By Sue Moore
As a prelude to the Battle of Sunset Lake’s Revolutionary War re-enactment, the Vicksburg Historical Society is featuring a talk on two real battles of the war that were won by the Continentals. AJ. Hartman, a history teacher in the public schools and with the Osher Life Long Learning Academy at Western Michigan University, is the guest speaker for the monthly series on Tuesday, June 21 at 7 p.m. at the Community Center.
Hartman will paint a picture of the battle for Trenton which was made famous by the painting of George Washington crossing the Delaware River in a rowboat amid ice floes, with the wind whipping and rowers pulling their oars with all their might. It was a big surprise to the Hessian solders on Christmas Eve, 1776, as they celebrated the occasion. In fact, they were drunk and guarding the city while the British were safely in comfort much further away. “General Washington picked a bad spot in the river to cross because he wanted to get there directly, where he could have chosen easier crossings from his camp at Valley Forge. His total casualties were small but he lost one quarter of his troops because their enlistment was up and they summarily left for home,” Hartman said.
The Continentals had no particular strategy during the war and this drove General Cornwallis crazy because he couldn’t figure out what was going on in the American side. Their tactics were more hit and run, where the highly trained British fought in the traditional European way: Each rank would fire a volley, then stand back for the second and third to advance in a frontal pattern. The militia just kept nipping away at the British until they finally had them surrounded at Yorktown in 1781.
The other two battles Hartman is contemplating for his presentation are those of Ticonderoga and Saratoga, but he will let that be a surprise to the Historical Society’s audience. Actually, he could colorfully describe the entire war if given enough time.

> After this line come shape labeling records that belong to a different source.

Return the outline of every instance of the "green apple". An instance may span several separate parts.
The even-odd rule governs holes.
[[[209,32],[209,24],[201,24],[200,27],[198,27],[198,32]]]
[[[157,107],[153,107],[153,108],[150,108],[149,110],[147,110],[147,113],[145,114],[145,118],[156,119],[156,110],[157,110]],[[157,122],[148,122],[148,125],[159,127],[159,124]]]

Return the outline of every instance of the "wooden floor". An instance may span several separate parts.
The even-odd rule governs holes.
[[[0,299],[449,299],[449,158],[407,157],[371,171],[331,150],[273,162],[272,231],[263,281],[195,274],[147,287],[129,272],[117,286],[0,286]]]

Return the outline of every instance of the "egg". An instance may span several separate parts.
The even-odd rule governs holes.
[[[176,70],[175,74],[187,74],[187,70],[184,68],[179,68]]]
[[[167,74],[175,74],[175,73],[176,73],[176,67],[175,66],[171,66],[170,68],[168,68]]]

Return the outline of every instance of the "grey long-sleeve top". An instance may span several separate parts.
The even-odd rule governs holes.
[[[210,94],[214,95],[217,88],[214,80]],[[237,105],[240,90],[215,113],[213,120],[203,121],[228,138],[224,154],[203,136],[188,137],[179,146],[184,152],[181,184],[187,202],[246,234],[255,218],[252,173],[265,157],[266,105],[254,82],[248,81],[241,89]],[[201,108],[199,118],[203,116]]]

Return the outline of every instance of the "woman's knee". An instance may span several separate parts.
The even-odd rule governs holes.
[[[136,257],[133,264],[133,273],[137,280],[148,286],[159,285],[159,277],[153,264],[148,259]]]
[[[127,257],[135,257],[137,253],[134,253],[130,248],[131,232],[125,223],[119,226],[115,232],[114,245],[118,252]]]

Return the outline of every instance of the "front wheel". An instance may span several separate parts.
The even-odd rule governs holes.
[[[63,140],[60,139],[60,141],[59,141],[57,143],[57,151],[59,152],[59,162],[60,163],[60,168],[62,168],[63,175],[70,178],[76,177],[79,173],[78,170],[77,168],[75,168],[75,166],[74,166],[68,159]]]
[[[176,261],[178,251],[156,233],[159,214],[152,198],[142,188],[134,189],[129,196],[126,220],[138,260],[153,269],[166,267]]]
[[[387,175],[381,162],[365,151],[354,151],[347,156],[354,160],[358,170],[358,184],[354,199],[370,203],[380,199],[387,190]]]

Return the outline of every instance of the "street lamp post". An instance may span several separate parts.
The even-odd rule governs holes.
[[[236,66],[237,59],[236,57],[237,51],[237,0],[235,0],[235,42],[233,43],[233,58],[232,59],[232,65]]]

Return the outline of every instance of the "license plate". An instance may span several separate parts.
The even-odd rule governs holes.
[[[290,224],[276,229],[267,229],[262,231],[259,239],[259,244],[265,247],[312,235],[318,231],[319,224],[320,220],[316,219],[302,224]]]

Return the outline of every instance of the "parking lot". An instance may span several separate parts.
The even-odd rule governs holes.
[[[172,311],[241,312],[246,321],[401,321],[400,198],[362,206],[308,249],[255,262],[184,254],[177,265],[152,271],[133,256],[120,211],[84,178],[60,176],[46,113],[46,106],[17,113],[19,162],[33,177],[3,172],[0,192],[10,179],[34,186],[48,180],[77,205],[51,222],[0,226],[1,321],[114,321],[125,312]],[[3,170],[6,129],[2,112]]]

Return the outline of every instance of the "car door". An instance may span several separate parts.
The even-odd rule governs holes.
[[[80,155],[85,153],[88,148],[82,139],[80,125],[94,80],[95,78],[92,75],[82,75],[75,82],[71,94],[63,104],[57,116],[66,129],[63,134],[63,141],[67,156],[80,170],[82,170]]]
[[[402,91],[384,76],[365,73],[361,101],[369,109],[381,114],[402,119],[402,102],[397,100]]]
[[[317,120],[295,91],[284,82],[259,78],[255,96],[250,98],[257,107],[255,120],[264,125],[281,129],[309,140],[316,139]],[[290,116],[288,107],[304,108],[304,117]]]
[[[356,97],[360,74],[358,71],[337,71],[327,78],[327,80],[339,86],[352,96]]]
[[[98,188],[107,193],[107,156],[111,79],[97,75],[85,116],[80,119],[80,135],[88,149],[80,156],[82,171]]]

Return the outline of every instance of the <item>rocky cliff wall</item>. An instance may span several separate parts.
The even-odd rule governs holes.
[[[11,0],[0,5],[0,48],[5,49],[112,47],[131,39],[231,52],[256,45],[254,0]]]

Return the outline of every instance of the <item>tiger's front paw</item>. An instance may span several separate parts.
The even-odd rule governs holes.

“AJ is an extrodinary young man,” according to Nancy Rafferty, his school librarian in Constantine when he was scarfing down every book in her middle school library. “He loved to read and loved learning. Just very bright, but he was also a challenge. He had such a thirst for knowledge and was funny as can be.”
What Rafferty didn’t acknowledge was that Hartman was bored a good deal of the time. That meant trouble if teachers he had didn’t recognize this and give him a chance to exercise his mind in classroom work. Some teachers did work with him and those he remembers with great fondness. Thus, he became a teacher himself, but not before he took several divergent paths to get there.
He first went to Michigan Tech but after two years came back home and got a job as a janitor in the Mendon school system. He thought he wanted to be a mathematician but hit the wall when it came to calculus. One teacher in particular counseled him to get away from math and become an economist. He subsequently enrolled at Glen Oaks, then Goshen College where he finally achieved his B.A. degree, and then finished a Master’s degree at Spring Arbor College. “I understand how the economy drives things and you combine that with the love of history, it became my world,” Hartman said. He ended up teaching social studies at Elkhart Central high school, Three Rivers and then Lawton, where he retired at the age of 57 last year. He is now a baker at Fletcher’s Pub in the Oakwood Plaza and teaching Osher classes at WMU. They are continually filled, perhaps in part because they include course titles such as Let’s Get Naked while studying the Roman Baths.
You won’t want to miss this talk, according to Ted Vliek, who heads up the Historical Society board of directors.